Tra i nove partecipanti a questo esperimento sociale troviamo.

John appartenente all’agenzia federale di Polizia operante negli Stati Uniti d’America, U.S. Marshall che partecipa perché vorrebbe modificare il sistema carcerario trasformandolo in un momento correttivo per le persone.

Jessica è la moglie di un ex detenuto che ha trascorso in cella quasi 11 anni. Vuole capire come si vive dietro le sbarre.

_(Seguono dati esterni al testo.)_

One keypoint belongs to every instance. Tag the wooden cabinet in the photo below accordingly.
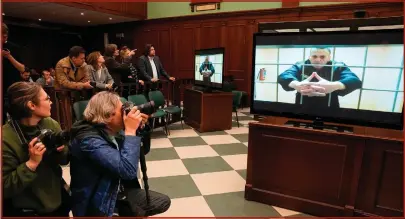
(325, 173)
(208, 112)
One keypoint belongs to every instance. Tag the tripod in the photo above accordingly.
(145, 176)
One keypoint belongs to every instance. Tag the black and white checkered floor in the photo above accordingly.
(204, 173)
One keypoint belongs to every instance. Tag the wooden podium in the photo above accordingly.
(207, 112)
(326, 173)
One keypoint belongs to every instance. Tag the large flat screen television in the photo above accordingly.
(209, 68)
(352, 78)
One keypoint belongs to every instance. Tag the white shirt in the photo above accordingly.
(99, 73)
(154, 69)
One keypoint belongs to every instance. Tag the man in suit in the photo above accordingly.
(207, 70)
(150, 67)
(319, 81)
(71, 72)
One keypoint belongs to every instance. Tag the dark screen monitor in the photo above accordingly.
(209, 68)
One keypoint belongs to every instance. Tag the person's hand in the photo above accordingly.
(307, 88)
(132, 52)
(60, 149)
(328, 86)
(145, 118)
(87, 85)
(108, 86)
(36, 152)
(132, 121)
(5, 53)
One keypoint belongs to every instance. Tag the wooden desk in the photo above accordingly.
(208, 112)
(326, 173)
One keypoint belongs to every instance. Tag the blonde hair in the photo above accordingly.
(92, 59)
(101, 107)
(124, 53)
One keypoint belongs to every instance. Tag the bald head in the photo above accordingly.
(319, 57)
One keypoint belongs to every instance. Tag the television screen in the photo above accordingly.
(209, 67)
(348, 77)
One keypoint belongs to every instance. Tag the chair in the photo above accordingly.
(159, 99)
(141, 99)
(78, 109)
(123, 100)
(237, 97)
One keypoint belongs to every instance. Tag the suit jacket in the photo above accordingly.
(209, 67)
(65, 76)
(119, 71)
(145, 68)
(104, 79)
(340, 72)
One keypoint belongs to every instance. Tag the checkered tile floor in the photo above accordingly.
(204, 173)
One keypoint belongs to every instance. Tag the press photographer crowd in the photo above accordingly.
(105, 148)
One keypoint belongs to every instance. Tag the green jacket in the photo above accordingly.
(39, 190)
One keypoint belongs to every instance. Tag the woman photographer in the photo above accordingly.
(105, 160)
(98, 72)
(32, 176)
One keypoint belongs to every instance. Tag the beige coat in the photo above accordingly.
(65, 75)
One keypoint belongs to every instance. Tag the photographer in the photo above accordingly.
(104, 158)
(32, 177)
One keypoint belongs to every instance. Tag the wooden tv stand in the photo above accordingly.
(326, 173)
(207, 112)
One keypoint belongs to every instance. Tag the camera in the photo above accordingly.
(146, 108)
(52, 140)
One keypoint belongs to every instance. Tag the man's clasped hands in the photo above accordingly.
(316, 89)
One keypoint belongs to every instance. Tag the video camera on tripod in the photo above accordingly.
(146, 108)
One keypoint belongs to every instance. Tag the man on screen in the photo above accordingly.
(319, 81)
(207, 70)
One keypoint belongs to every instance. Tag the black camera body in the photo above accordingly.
(52, 140)
(146, 108)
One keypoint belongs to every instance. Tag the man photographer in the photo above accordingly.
(32, 176)
(105, 159)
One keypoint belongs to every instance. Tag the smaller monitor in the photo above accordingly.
(209, 67)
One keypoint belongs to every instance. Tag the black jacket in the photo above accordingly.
(338, 72)
(145, 68)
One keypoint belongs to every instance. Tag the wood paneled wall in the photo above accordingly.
(175, 39)
(121, 8)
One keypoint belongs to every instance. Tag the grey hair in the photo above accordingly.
(101, 107)
(320, 47)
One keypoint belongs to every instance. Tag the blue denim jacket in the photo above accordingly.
(96, 169)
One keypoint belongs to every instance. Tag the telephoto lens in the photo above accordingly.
(52, 140)
(146, 108)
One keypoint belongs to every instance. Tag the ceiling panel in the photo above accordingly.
(56, 13)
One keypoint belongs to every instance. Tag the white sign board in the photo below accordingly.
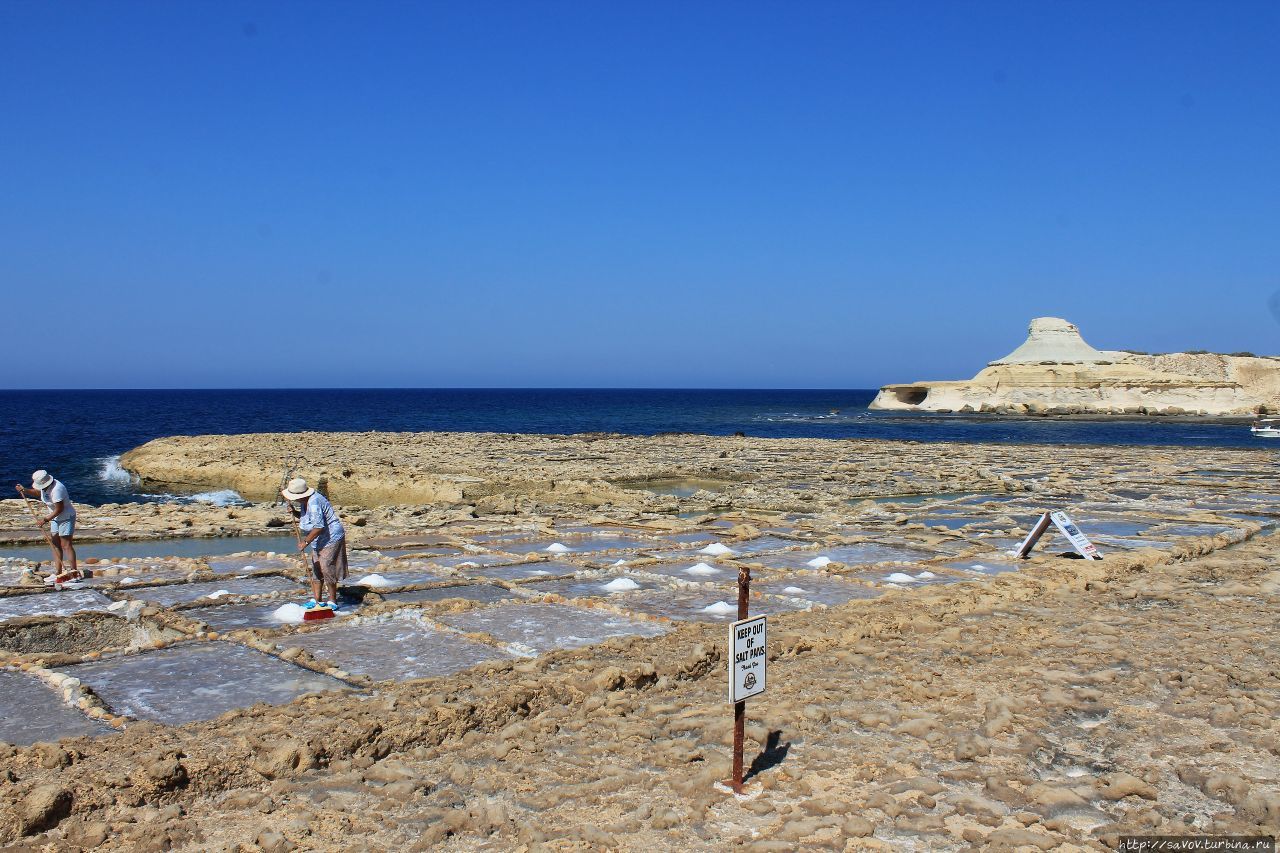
(1079, 541)
(1064, 523)
(748, 658)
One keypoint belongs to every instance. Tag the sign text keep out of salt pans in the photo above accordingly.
(748, 658)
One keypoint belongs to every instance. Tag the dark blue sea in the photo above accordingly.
(77, 434)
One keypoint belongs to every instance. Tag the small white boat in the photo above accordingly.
(1266, 428)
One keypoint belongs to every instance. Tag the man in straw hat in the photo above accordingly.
(60, 519)
(324, 532)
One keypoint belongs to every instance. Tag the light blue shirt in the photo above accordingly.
(320, 515)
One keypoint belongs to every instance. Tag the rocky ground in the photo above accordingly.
(1056, 707)
(394, 482)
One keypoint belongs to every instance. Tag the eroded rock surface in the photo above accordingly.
(1056, 372)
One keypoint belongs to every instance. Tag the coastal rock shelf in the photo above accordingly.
(882, 615)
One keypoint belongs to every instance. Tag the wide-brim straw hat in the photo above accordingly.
(297, 489)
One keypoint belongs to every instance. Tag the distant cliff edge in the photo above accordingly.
(1056, 373)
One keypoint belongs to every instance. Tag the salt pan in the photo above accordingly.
(289, 614)
(621, 584)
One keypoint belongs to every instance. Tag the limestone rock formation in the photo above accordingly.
(1056, 372)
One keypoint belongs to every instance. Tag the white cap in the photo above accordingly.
(297, 489)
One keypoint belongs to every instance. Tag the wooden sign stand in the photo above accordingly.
(1068, 528)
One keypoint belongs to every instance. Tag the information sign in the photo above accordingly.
(748, 658)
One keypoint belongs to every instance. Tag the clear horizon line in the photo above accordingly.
(433, 388)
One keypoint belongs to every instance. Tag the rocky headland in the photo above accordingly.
(1056, 373)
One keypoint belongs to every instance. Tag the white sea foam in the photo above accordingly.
(110, 471)
(621, 584)
(222, 497)
(289, 614)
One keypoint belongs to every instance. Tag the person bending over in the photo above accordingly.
(323, 532)
(60, 519)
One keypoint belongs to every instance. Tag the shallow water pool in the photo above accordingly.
(545, 626)
(31, 711)
(397, 648)
(196, 682)
(188, 547)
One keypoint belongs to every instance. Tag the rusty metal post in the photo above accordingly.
(744, 591)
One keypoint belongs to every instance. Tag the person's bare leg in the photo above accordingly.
(69, 552)
(58, 553)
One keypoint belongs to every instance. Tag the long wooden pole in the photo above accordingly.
(744, 592)
(42, 528)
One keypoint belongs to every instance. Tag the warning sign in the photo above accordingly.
(1078, 539)
(1063, 521)
(748, 658)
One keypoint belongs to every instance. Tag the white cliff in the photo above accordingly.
(1056, 372)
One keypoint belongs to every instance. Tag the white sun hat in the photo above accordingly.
(297, 489)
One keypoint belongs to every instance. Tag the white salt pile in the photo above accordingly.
(289, 614)
(621, 584)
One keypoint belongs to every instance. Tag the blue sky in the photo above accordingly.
(626, 195)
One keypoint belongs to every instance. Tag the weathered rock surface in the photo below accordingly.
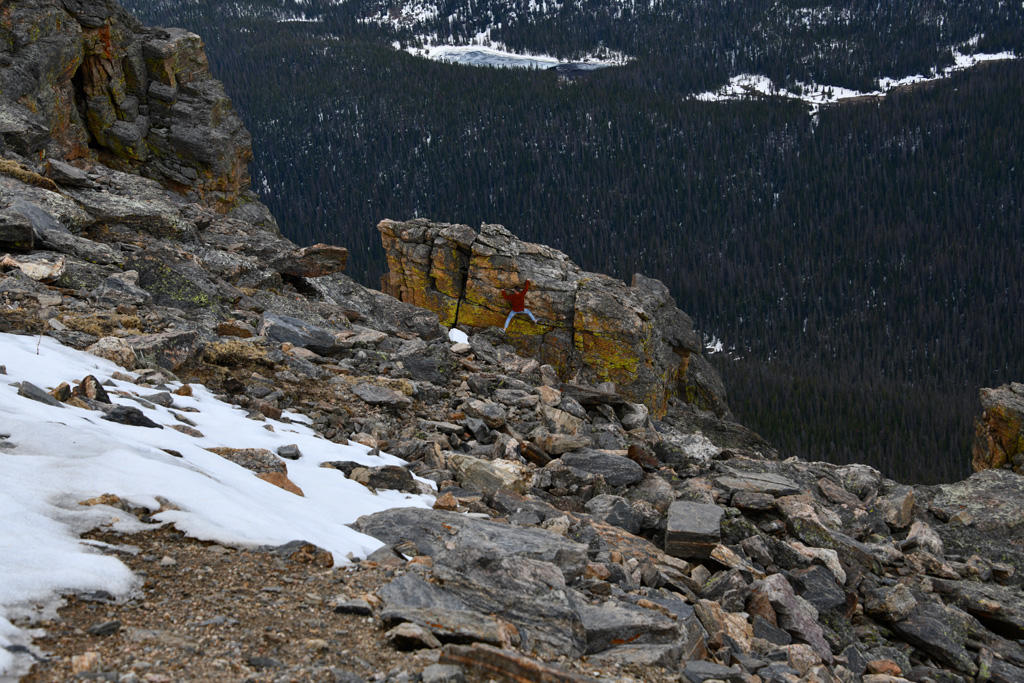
(589, 326)
(598, 512)
(998, 437)
(693, 529)
(85, 81)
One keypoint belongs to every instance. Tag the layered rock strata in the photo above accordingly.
(83, 80)
(998, 436)
(590, 327)
(571, 523)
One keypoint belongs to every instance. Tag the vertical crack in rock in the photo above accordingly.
(590, 327)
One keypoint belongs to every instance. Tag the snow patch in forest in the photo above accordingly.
(482, 54)
(751, 85)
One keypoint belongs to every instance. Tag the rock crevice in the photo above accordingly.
(590, 327)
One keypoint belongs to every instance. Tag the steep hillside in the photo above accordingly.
(224, 460)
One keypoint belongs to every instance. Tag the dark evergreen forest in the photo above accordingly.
(863, 264)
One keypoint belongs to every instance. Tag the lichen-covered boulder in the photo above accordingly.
(998, 439)
(82, 79)
(589, 327)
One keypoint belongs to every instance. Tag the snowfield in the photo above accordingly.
(52, 459)
(747, 85)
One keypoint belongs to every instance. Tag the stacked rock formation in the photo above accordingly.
(998, 437)
(590, 327)
(83, 80)
(616, 528)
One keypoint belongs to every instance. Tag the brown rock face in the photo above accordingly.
(589, 327)
(82, 79)
(998, 439)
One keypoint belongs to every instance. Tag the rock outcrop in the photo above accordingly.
(571, 522)
(83, 80)
(590, 327)
(998, 433)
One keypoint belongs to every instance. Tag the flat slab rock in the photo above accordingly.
(616, 470)
(484, 663)
(693, 529)
(614, 624)
(437, 532)
(760, 482)
(460, 604)
(376, 395)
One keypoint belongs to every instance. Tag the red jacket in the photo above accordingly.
(517, 299)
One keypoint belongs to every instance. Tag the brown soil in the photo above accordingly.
(222, 614)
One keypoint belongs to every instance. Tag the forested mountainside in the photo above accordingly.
(862, 262)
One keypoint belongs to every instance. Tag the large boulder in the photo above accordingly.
(998, 439)
(590, 327)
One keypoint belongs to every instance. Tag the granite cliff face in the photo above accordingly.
(83, 80)
(590, 327)
(614, 527)
(998, 436)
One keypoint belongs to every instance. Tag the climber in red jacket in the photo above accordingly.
(517, 298)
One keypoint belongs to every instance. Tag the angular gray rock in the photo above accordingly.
(433, 530)
(693, 529)
(795, 614)
(378, 395)
(613, 623)
(616, 470)
(298, 333)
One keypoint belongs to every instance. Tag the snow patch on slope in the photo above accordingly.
(54, 458)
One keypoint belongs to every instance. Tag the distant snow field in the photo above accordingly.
(747, 85)
(488, 55)
(54, 458)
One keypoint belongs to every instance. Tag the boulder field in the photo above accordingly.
(598, 509)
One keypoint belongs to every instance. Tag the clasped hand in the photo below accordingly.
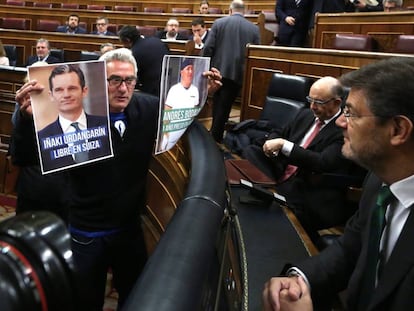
(286, 294)
(272, 147)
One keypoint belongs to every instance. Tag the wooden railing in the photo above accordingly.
(33, 14)
(166, 5)
(263, 61)
(384, 27)
(25, 41)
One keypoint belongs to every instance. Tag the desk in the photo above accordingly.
(272, 239)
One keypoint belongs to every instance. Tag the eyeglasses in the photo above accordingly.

Mauri è una donna afroamericana che è stata guardia carceraria in una prigione per quasi tre anni. Partecipa perché vuole lottare contro le quotidiane diseguaglianze della vita in prigione.

Don è il figlio di un ex galeotto e vuole capire come è stata la vita di suo padre.

 Nate e Calvin, sono rispettivamente un marine e un insegnante per giovani, vogliono aiutare le guardie carcerarie a scoprire che cosa succede veramente dietro le sbarre per migliorare il sistema.

Matt, Gerson e Michelle sono altri tre volontari. In particolare Michelle è una giovane mamma laureata in legge.

La docuserie è stata già rinnovata per la quarta stagione. Il carcere sarà ancora una volta la Fulton County Jail.